EL
NIÑO
DE
DANIEL
MONZÓN
Tras
la seductora Celda 211, era inevitable
crearse ciertas expectativas sobre lo
que Daniel Monzón pudiera deparar al a
priori entregado espectador. Craso error el de crearse expectativas, porque
ello conduce, casi irremediablemente, a la decepción. Aun así, tuve que desterrar la inicial desconfianza que me
generan las cintas de acción para mantener intactas las ganas de ir al cine. También
hube de desechar cierta reticencia provocada por el hecho de que el argumento versara sobre el tráfico de drogas en el estrecho, no tanto
porque el tema no me parezca de actualidad además de tremendamente oportuno para un
film de este tenor, sino porque, como ya
vengo advirtiendo reiteradamente en mis reseñas, los ambientes sórdidos y por
ende, las historias truculentas que en ellos habitan, me hacen cada vez más
insoportable el visionado de ciertas películas.
Creo
que, no sé si producto de la edad, de los cambios hormonales experimentados, o
sencillamente de una evolución natural de la razón y del buen gusto (que en algunos casos se refina con la edad) lo cierto es que mi subconsciente ha ido desarrollando un
rechazo casi físico a las películas “violentas” o simplemente “desagradables”, hasta el punto de desistir de ir al cine
cuando tengo noticias de la dureza de determinadas escenas.
Y esta podría ser calificada de “desagradable”,
en el sentido de que si bien es ficción
todo lo contado, resulta tan verosímil
que uno es consciente de que la realidad del universo descrito no debe diferir
demasiado de lo que se nos presenta en la pantalla: la brutalidad de los capos
del narcotráfico, el mundo de la marginalidad y la precariedad económica
como caldo de cultivo de incautos que caen en manos de los más
desaprensivos sujetos; la inconsciencia
(si no la desesperación) de muchos de los jóvenes que se adentran en el mundo del
tráfico de drogas; la dificultad para
escapar de las redes de las bandas una
vez en ellas……….
Pero,
aun contando con que la temática me iba
a resultar poco atractiva, mantenía
intactas todas mis ilusiones sobre las bondades de “El niño”. Y tengo que
decir que creo que cuenta con muchas.

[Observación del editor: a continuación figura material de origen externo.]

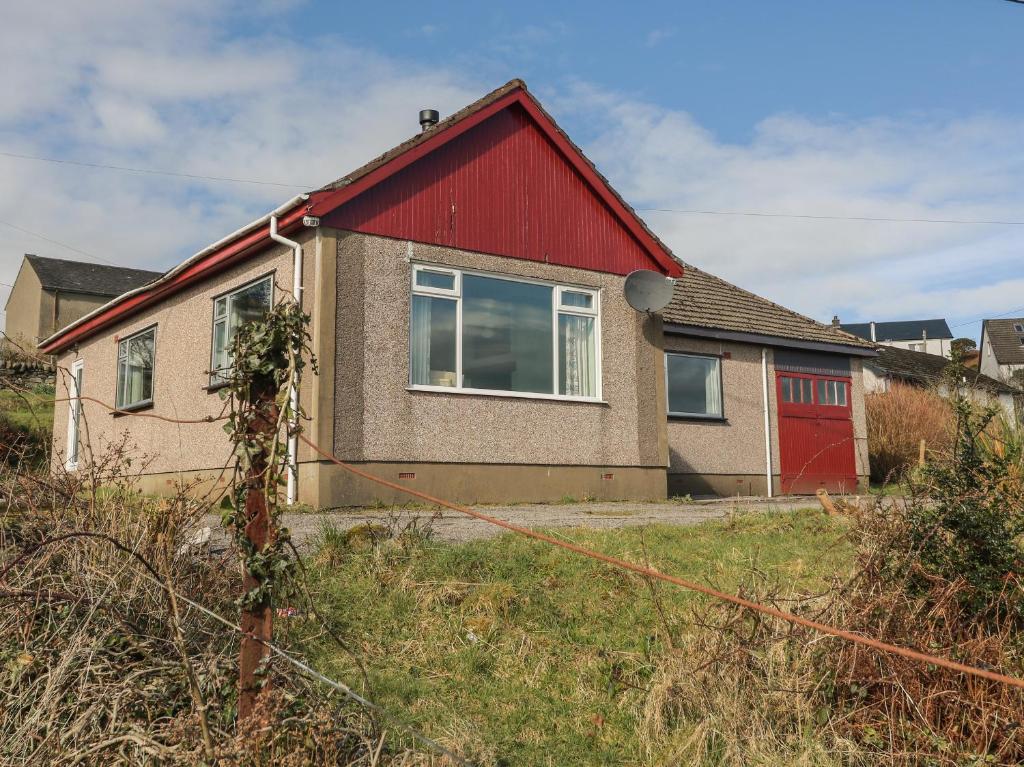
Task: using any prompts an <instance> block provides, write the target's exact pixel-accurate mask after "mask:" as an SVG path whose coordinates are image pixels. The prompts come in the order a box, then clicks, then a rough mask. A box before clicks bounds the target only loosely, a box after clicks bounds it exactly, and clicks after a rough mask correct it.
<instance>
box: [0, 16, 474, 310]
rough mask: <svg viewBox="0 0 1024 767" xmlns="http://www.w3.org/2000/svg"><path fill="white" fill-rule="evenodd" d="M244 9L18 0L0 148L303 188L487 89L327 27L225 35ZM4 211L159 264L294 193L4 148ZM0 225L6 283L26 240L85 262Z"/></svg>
mask: <svg viewBox="0 0 1024 767" xmlns="http://www.w3.org/2000/svg"><path fill="white" fill-rule="evenodd" d="M289 5H290V3H274V2H264V3H262V4H261V5H260V9H261V12H265V13H268V14H272V13H275V12H279V11H280V10H282V8H287V7H288V6H289ZM240 7H241V6H240V5H236V4H233V3H232V2H227V1H226V0H222V1H221V2H208V1H207V0H203V1H202V2H200V1H199V0H195V1H194V0H185V1H184V2H181V1H179V0H174V1H173V2H171V1H170V0H167V1H166V2H150V3H146V4H144V6H135V5H133V4H123V3H121V2H115V1H114V0H105V1H103V0H99V1H97V2H92V3H88V4H85V5H82V4H76V3H68V4H67V7H66V8H62V9H60V10H59V11H54V10H53V9H52V7H50V6H46V7H45V8H44V7H43V6H42V5H40V4H38V3H37V4H35V5H33V4H17V5H16V7H14V8H12V12H11V13H9V14H7V16H6V17H5V24H4V25H3V26H2V27H0V88H3V90H4V92H5V99H4V101H3V103H0V148H3V150H5V151H8V152H14V153H19V154H26V155H35V156H43V157H58V158H71V159H80V160H83V161H85V162H90V163H100V164H111V165H119V166H131V167H141V168H157V169H167V170H171V171H175V172H181V173H195V174H200V175H211V176H226V177H234V178H255V179H261V180H270V181H280V182H285V183H294V184H299V185H301V186H304V187H306V188H313V187H315V186H317V185H319V184H323V183H325V182H327V181H330V180H333V179H334V178H336V177H338V176H340V175H342V174H344V173H346V172H348V171H349V170H352V169H354V168H355V167H358V166H359V165H361V164H364V163H365V162H367V161H368V160H369V159H371V158H373V157H375V156H376V155H378V154H380V153H381V152H383V151H384V150H386V148H388V147H389V146H391V145H394V144H395V143H398V142H399V141H401V140H403V139H404V138H408V137H409V136H410V135H412V134H414V133H416V132H417V131H418V130H419V125H418V122H417V116H418V112H419V110H420V109H422V108H426V106H432V108H436V109H439V110H440V111H441V112H442V114H443V113H450V112H453V111H455V110H457V109H459V108H461V106H462V105H464V104H465V103H467V102H468V101H471V100H473V99H474V98H476V97H478V96H479V94H480V93H481V92H483V91H484V90H485V89H486V88H485V86H483V85H481V84H478V83H473V82H471V81H470V80H469V79H468V78H467V79H463V78H460V77H458V76H457V75H455V74H453V73H452V72H447V71H445V70H443V69H441V68H437V67H436V66H434V65H426V63H425V65H423V66H422V67H421V66H417V65H410V63H408V62H401V63H399V62H396V61H393V60H390V59H388V58H385V57H382V56H380V55H378V54H376V53H374V52H373V51H369V50H364V49H359V48H355V47H353V46H351V45H350V44H348V43H347V42H345V41H343V40H339V39H334V38H329V37H323V38H318V39H315V40H306V41H304V42H303V44H302V45H299V44H297V43H296V42H294V41H291V40H288V39H285V38H282V37H276V36H274V35H272V34H270V33H266V32H261V33H257V34H256V35H255V36H252V37H228V36H227V32H226V30H228V29H229V28H230V25H228V24H226V22H227V20H228V15H229V14H230V13H231V12H232V11H233V10H236V9H238V8H240ZM245 8H246V10H247V12H249V6H248V5H247V6H245ZM268 29H272V25H268ZM8 95H9V97H7V96H8ZM0 172H2V174H3V178H4V183H3V184H0V219H2V220H6V221H10V222H11V223H14V224H17V225H19V226H23V227H25V228H27V229H32V230H34V231H38V232H41V233H45V235H47V236H48V237H50V238H53V239H55V240H59V241H62V242H65V243H69V244H71V245H74V246H76V247H78V248H81V249H82V250H85V251H88V252H90V253H92V254H95V255H97V256H99V257H101V258H104V259H108V260H111V261H114V262H117V263H123V264H132V265H136V266H141V267H153V268H166V267H168V266H170V265H172V264H174V263H176V262H178V261H180V260H181V259H183V258H184V257H186V256H188V255H190V254H191V253H193V252H195V251H196V250H198V249H199V248H201V247H202V246H204V245H206V244H207V243H209V242H212V241H214V240H216V239H219V238H220V237H222V236H223V235H224V233H225V232H227V231H231V230H233V229H234V228H237V227H238V226H240V225H241V224H243V223H245V222H246V221H248V220H251V219H252V218H254V217H255V216H256V215H259V214H260V213H263V212H265V211H266V210H268V209H270V208H271V207H273V206H275V205H276V204H279V203H280V202H282V201H284V200H286V199H287V198H289V197H291V196H292V195H294V194H296V193H297V191H300V190H301V189H299V188H281V187H273V186H259V185H246V184H231V183H203V182H190V181H186V180H183V179H175V178H171V177H166V176H153V175H139V174H129V173H123V172H118V171H109V170H98V169H83V168H80V167H74V166H63V165H51V164H44V163H35V162H30V161H24V160H15V159H9V158H0ZM0 232H2V236H3V239H2V241H0V242H2V243H3V248H2V250H0V282H4V283H10V282H12V281H13V278H14V276H15V274H16V270H17V267H18V264H19V262H20V258H22V254H23V253H26V252H29V253H38V254H40V255H50V256H54V257H63V258H72V259H76V258H80V257H81V256H79V255H78V254H75V253H73V252H70V251H66V250H63V249H61V248H59V247H57V246H55V245H53V244H49V243H46V242H43V241H40V240H38V239H34V238H32V237H29V236H27V235H24V233H20V232H18V231H15V230H13V229H10V228H9V227H5V226H2V225H0ZM5 294H6V289H3V290H2V291H0V300H2V299H5V297H6V295H5Z"/></svg>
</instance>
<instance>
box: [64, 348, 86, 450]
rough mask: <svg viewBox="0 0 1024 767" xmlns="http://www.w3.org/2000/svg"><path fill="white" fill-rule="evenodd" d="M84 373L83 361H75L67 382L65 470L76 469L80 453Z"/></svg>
mask: <svg viewBox="0 0 1024 767" xmlns="http://www.w3.org/2000/svg"><path fill="white" fill-rule="evenodd" d="M84 372H85V360H84V359H77V360H75V363H73V364H72V366H71V381H69V382H68V458H67V460H66V461H65V468H66V469H68V470H72V469H77V468H78V458H79V454H80V453H81V450H82V448H81V444H80V442H81V436H82V428H81V427H82V399H81V397H82V376H83V374H84Z"/></svg>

Así, las escenas de acción son verdaderamente
creíbles, por auténticas, y no requieren de otro tipo de artificios (efectos
especiales) para resultar trepidantes; el guion está logrado, realista y no cae en excesos ni florituras que con frecuencia hacen difícil
seguir el hilo argumental (aquí se sabe quiénes son los malos que están
claramente identificados y no son más de los estrictamente necesarios, salvo
allí donde debe mantenerse el misterio); sus diálogos son muy de la calle, muy frescos; el factor sorpresa se maneja correctamente hasta prácticamente el final de la cinta; el trabajo de los actores es correcto (me gustan el estreno en la pantalla del protagonista, Jesús Castro, que responde no solo físicamente sino también por la actitud perfectamente a la psicología
del personaje principal y el descubrimiento de Miriam Bachir, que
resulta, además de natural, de una
poderosa belleza); los romances…….En fin, “El niño” se caracteriza por ser un claro ejemplo de cinta de
acción/suspense que cuenta con todos y cada uno de los ingredientes necesarios
bien dosificados para configurar una película entretenida. Entonces por qué llegué
a aburrirme en algún momento de la cinta????? No tengo una respuesta clara para
esta pregunta: un exceso de metraje, combinado con alguna pérdida de ritmo puntual y una cierta frialdad en el relato, quizá.
Detecto una cierta ausencia de calidez en la forma de contarnos la historia que
se suple con una impecable factura
técnica pero que no impide que la
historia se mantenga alejada
del espectador. Le falta, pues, cercanía.
Si
bien soy capaz de apreciar las numerosas cualidades de este thriller y de reconocerle el mérito a su director, pareciéndome como me parece un
buen producto del puro cine de entretenimiento, esperaba algo que no me ha
podido dar.
Suscribo
plenamente las certeras palabras de Carlos Boyero que la califica de “brillante
pero no cautivadora”. No tengo más que añadir.